Mediengipfel Lech: Europäischer Traum – Europäisches Trauma?

Mediengipfel Dezember 2010 in Lech. Foto: Stefan Weiß

Auf Einladung der pro. media diskutierte in Lech am Arlberg eine hochkarätige Runde aus Politik, Medien und Wissenschaft die Situation Europas.
„Ist die europäische Währungsunion in Gefahr?“ „Findet die EU eine politische Stimme?“ – Gleich zu Beginn des internationalen Mediengipfels im tief verschneiten Lech im *****Superior Hotel Aurelio standen Fragen des künftigen europäischen Weges im Vordergrund. Der bekannte deutsche Schriftsteller Hans Magnus Enzensberger tat seine Skepsis gegenüber den Problemlösungsmechanismen der EU kund.

„Zweifellos hat die EU viel Positives gebracht, doch die permanenten Mechanismen der Vergrößerung, sowie die Tatsache, dass im Laufe der Zeit ganz unterschiedliche Volkswirtschaften zusammengespannt wurden, hat zu immer größeren Problemen geführt.“ Es solle nicht alternativlos über Europas Zukunft nachgedacht werden. Das Motto „Augen zu und durch“ bzw. nicht in Szenarien zu denken, käme einer Beleidigung der menschlichen Vernunft gleich. An der Überdehnung seien historisch betrachtet etliche Weltmächte zerbrochen, das Schrumpfen auf ein gesundes Maß müsse auch im europäischen Kontext ein Denkmodell sein.

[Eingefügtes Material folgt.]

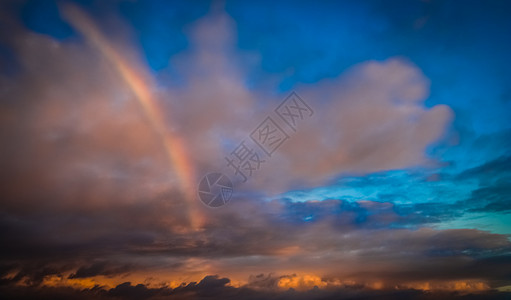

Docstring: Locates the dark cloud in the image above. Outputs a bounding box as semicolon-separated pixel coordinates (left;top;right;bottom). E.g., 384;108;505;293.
0;276;510;300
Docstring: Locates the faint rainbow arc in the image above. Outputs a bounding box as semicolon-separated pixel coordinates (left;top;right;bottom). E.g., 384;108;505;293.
64;5;200;228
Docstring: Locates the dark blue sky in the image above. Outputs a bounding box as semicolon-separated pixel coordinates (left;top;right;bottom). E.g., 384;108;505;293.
0;0;511;295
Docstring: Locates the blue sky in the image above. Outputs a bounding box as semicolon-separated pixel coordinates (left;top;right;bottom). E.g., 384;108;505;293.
0;0;511;294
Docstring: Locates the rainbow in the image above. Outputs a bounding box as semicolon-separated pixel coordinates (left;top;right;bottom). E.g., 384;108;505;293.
63;5;200;229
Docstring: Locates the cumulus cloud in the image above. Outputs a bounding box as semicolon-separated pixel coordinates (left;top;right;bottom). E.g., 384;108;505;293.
0;2;510;299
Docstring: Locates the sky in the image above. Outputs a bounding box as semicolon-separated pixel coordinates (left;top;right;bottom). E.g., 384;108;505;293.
0;0;511;299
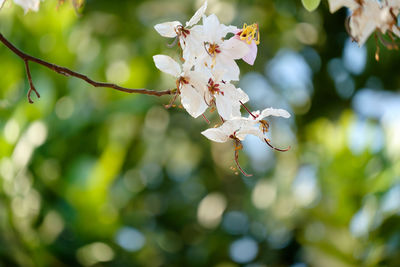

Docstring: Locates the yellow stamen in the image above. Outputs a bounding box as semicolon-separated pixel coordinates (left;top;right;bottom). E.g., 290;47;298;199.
239;23;260;45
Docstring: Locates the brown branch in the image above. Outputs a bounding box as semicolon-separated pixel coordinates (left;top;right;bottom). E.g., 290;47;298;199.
0;33;176;103
24;60;40;104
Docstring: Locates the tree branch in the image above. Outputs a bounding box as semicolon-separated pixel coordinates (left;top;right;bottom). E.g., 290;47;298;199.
0;33;176;103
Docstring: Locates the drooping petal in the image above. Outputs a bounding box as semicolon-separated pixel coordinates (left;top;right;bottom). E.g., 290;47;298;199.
14;0;40;13
215;94;233;120
154;21;182;38
201;128;229;143
203;14;220;43
236;124;264;140
242;42;257;66
259;108;290;119
186;0;207;27
153;55;181;77
180;84;208;118
215;83;249;120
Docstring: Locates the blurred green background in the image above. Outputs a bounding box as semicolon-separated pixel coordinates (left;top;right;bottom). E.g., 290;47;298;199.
0;0;400;267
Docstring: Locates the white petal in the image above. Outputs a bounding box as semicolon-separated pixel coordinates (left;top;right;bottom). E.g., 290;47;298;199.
14;0;40;13
215;94;233;120
186;0;207;27
221;38;250;59
236;127;264;140
215;53;240;82
259;108;290;120
203;14;237;44
236;88;249;104
181;84;208;118
153;55;182;77
201;128;229;143
154;21;182;38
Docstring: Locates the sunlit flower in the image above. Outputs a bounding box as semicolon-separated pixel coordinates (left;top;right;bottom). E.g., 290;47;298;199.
204;71;249;120
233;24;260;65
153;55;208;118
154;1;207;61
195;14;249;81
202;108;290;143
202;108;290;176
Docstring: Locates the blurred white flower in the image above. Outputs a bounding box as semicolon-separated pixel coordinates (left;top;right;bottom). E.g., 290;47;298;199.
329;0;400;46
0;0;40;14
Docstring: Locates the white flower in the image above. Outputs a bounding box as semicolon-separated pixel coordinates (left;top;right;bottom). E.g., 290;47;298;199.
153;55;208;118
329;0;400;48
204;70;249;120
195;14;249;81
202;108;290;143
328;0;360;13
154;1;207;64
0;0;40;14
201;117;263;143
232;24;260;65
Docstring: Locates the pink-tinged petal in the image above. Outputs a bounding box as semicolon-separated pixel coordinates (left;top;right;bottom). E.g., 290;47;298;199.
186;1;207;27
154;21;182;38
201;128;229;143
243;42;257;66
221;37;249;59
181;84;208;118
215;94;233;120
153;55;182;77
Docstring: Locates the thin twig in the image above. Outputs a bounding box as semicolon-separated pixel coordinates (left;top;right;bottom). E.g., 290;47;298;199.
24;60;40;104
0;33;176;103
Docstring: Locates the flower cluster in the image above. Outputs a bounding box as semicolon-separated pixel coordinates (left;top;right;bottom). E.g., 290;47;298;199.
329;0;400;60
153;2;290;175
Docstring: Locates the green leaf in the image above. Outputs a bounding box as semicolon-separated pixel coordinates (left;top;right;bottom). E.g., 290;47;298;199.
301;0;321;12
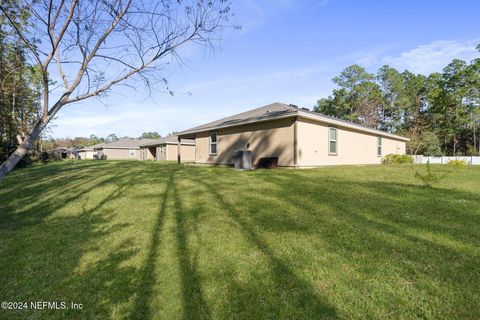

Markus Spillmann (Neue Zürcher Zeitung) warnte davor, den Staatsbankrott einzelner Staaten zuzulassen, zu viele Individuen seien in Folge vom sozialen Abstieg betroffen. Europa sei keineswegs am Ende, betonte etwa der Ressortchef Außenpolitik der Austria Presse Agentur Ambros Kindel, die EU sei aber zweifellos in einer selbstverschuldeten Krise. Allen Widrigkeiten zu Trotz sei das Projekt EU aber insgesamt positiv zu beurteilen, meinte Hendrik Schott von der Warte eines südafrikanischen Korrespondenten aus. „70 Jahre kein Krieg in Europa – allein diese Tatsache rechtfertigt alles!“, bekräftigt der langjährige ORF-Informationsintendant Elmar Oberhauser.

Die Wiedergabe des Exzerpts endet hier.